The sharp drop in the single currency, its biggest fall in two weeks, rippled over to other currencies and yanked the US dollar higher, which had struggled throughout the Asian session.
For the week, the common cu rrency lost 0.3 percent against the greenback.
While policymakers had cut growth forecasts for the eurozone earlier this month and launched a new round of cheap loans to its banks, the below-than-expected data raised concerns that the German economy, Europe’s powerhouse, might be slowing quickly.
IHS Markit’s flash composite Purchasing Managers’ Index (PMI) measuring activity in German services and manufacturing, which together account for more than two-thirds of the economy, fell to 51.5, it lowest reading since June 2013.
“The data was bad and the falling bond yields is also weighing on the euro,” said Manuel Oliveri, a currency strategist at Credit Agricole SA in London.
The single currency on Friday fell 0.7 percent to a 10-day low at US$1.1288. Against the yen, it fell nearly 1 percent.
Germany’s 10-year government bond yield was poised to turn negative for the first time since October 2016 and was last trading at zero percent after falling 3 basis points overnight.

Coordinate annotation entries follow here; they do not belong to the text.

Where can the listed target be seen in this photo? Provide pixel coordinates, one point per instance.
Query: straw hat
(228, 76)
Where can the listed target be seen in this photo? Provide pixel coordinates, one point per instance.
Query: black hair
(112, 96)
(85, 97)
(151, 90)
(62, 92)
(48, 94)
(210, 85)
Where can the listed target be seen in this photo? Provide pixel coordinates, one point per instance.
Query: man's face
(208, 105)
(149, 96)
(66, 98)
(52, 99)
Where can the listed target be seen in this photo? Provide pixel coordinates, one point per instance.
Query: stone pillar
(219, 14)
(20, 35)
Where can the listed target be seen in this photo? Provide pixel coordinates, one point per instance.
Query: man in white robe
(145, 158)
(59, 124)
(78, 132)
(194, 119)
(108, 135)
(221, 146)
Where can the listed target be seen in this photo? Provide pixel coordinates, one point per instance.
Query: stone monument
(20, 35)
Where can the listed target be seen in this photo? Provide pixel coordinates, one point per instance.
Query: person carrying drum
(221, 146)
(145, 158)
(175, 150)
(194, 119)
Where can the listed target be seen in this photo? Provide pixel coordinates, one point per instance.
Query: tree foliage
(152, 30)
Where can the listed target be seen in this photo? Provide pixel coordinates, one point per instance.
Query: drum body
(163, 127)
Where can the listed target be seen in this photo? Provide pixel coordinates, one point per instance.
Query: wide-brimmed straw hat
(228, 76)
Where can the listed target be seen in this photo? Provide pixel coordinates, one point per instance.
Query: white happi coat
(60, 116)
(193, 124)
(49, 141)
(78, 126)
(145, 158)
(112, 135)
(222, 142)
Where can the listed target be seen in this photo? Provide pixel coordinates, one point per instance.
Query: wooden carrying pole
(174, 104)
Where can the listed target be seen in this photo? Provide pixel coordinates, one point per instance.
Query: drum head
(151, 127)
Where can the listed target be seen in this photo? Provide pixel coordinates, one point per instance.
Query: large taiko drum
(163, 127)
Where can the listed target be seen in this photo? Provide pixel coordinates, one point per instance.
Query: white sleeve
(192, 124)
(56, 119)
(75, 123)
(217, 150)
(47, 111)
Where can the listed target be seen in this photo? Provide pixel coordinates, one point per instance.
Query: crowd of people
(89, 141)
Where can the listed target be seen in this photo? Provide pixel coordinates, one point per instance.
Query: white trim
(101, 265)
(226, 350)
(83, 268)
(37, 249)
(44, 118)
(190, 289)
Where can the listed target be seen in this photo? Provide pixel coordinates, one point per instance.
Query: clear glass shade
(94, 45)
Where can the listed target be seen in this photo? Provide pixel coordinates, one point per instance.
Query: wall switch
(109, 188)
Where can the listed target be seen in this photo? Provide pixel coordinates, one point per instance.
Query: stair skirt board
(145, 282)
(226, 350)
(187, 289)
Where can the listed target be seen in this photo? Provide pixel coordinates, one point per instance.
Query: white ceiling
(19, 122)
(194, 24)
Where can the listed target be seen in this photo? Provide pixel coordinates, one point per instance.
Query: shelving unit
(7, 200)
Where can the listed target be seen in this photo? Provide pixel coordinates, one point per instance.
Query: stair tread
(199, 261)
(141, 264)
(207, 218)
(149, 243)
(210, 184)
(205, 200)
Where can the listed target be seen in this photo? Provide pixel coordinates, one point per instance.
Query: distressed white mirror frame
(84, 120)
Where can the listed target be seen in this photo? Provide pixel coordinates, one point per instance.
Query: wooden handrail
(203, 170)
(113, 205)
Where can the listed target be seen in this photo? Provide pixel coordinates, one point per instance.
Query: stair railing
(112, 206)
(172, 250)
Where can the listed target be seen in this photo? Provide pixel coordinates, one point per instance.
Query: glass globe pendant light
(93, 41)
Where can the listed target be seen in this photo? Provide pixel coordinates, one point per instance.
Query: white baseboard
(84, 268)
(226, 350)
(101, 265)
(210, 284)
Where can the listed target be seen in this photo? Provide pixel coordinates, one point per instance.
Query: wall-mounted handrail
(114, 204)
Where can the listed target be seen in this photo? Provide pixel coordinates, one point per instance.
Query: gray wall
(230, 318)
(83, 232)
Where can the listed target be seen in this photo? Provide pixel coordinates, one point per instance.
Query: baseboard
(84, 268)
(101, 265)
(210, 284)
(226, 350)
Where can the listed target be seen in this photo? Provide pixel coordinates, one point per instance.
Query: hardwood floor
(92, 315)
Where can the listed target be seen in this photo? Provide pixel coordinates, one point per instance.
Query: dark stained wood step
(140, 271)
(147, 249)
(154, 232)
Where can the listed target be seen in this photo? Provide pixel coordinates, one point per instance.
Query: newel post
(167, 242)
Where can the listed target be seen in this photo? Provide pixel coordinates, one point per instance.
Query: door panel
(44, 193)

The drop in the euro pulled the US dollar higher against a broad basket of its rivals where the euro forms the dominant component. The US dollar index rose 0.64 percent to 96.55, little changed from last week’s 96.59.
In Taipei, the New Taiwan dollar rose against the greenback, gaining NT$0.010 to close at NT$30.806, up 0.3 percent for the week.
Sterling on Friday bounced after suffering its biggest daily drop overnight so far this year in the London trading session after British Prime Minister Theresa May bought a bit more time to resolve when and how Britain exits from the EU.
The pound ended the day at US$1.3208, down 0.8 percent for the week.
One-month risk reversals on the pound versus the euro plunged to its lowest levels since the middle of 2017.
Against the US dollar, bearish bets grew to their highest levels since September 2017, Refinitiv data showed.
EU leaders on Thursday gave May two weeks’ reprieve, until April 12, before Britain could crash out of the bloc if lawmakers next week reject her Brexit plan for a third time.
Broader cash markets painted a broader picture of calm, despite the underlying nervousness building up in the derivative markets.
“That means the FX market clearly now sees a higher likelihood of sterling collapsing, even if the spot rate is not yet reflecting an increased no-deal risk,” Commerzbank strategists said.